Ancien responsable de la géothermie au Bureau de recherches géologiques et minières (BRGM), Jacques Varet fut en France l’un des pionniers de la récupération de la chaleur contenue dans le sous-sol ou les nappes d’eau souterraines, une énergie renouvelable. À partir de la fin des années 70, puis au cours des années 80, il fut l’un des chercheurs chargés d’établir l’inventaire du potentiel français, au moment où le choc pétrolier incitait les autorités à trouver des alternatives au pétrole. C’est dans ce cadre qu’il a découvert les qualités particulières du Bassin parisien, avec sa roche à la fois perméable et poreuse. Cette géothermie dite de basse température est idéale pour le chauffage urbain.

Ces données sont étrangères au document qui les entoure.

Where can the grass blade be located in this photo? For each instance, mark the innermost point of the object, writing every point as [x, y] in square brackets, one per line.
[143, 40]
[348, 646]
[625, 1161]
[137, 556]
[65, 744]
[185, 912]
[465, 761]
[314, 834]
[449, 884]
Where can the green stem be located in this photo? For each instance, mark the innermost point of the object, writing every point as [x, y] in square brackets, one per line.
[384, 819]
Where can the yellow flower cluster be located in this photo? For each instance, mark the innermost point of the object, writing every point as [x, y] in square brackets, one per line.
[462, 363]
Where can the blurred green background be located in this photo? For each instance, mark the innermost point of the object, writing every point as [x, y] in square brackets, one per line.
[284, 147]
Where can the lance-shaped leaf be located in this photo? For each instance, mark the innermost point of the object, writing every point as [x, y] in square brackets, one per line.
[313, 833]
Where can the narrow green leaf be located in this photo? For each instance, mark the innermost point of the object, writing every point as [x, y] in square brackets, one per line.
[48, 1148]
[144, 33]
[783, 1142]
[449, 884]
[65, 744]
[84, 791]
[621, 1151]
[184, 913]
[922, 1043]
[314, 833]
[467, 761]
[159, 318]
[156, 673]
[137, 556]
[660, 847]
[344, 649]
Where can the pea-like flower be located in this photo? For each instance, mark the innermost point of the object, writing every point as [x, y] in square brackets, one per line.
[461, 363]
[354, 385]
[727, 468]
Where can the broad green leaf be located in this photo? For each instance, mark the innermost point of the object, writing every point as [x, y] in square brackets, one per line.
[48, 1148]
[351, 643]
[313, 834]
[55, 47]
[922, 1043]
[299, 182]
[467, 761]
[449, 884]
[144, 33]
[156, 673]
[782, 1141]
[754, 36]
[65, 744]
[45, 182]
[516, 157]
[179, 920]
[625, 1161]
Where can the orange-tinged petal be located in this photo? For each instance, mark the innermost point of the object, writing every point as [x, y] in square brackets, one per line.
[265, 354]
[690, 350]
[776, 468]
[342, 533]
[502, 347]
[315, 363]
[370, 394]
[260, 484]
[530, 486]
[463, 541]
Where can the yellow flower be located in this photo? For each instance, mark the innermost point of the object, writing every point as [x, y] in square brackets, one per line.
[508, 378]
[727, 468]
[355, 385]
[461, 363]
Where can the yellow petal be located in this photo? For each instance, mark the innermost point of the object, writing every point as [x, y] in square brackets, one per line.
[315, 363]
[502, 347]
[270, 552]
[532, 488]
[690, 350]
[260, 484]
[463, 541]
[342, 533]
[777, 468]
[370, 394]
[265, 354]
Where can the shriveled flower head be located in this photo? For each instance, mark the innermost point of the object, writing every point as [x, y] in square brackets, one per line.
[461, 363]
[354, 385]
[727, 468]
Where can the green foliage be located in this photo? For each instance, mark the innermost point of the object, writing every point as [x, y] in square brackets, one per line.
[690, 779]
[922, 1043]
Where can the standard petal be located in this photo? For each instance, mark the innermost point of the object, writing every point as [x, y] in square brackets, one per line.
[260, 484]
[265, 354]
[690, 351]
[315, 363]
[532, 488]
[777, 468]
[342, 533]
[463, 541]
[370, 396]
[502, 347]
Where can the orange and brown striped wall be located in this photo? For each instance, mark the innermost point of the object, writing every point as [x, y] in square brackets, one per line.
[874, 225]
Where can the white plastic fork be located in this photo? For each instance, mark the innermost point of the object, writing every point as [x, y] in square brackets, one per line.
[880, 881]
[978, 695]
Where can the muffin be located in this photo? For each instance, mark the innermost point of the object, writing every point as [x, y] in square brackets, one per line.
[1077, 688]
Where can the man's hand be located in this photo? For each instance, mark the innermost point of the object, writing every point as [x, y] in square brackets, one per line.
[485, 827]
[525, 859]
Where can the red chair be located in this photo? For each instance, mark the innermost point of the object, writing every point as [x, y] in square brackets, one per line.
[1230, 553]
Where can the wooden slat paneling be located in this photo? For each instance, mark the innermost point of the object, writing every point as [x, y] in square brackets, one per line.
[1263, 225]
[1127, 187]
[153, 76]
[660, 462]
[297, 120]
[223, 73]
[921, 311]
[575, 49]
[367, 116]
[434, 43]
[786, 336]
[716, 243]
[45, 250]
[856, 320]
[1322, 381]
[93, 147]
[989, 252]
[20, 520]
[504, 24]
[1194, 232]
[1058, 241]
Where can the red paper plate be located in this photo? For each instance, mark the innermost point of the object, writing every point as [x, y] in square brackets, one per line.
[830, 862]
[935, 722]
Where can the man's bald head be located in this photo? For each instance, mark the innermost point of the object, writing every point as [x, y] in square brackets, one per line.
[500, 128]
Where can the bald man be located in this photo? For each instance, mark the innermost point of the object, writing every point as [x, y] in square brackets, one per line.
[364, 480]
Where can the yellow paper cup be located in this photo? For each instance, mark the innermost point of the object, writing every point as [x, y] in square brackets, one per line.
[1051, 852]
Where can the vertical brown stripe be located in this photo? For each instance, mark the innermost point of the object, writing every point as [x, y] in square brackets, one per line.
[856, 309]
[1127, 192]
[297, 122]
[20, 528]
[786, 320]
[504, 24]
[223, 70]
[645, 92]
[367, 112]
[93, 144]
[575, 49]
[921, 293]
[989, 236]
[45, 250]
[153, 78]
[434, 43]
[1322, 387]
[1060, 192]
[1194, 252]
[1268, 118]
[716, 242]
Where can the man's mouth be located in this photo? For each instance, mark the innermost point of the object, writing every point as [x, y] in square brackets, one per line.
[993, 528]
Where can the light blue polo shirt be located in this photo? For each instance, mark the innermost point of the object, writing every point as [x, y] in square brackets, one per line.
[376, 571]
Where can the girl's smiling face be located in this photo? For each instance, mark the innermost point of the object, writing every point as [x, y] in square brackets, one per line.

Or, selon plusieurs études du BRGM menées depuis la fin des années 70, on retrouve les mêmes qualités de roche autour de Bure, à la frontière de la Meuse et de la Haute-Marne, la commune qui accueille le centre de recherche de l’Agence nationale pour la gestion des déchets radioactifs (Andra) et où, logiquement, devraient être enfouis à partir de 2025 les déchets nucléaires ultimes. Dès 1979, le bureau considérait que la ressource géothermique de cette zone pourrait avoir « une bonne productivité ». C’est ce que l’on voit sur cette carte publiée en 2008 : à l’est de Saint-Dizier, à une profondeur d’environ 1 700 mètres, on trouve de l’eau naturellement chauffée entre 65 et 70 °C (le potentiel de cette ressource est évalué à 12 gigajoules par m2).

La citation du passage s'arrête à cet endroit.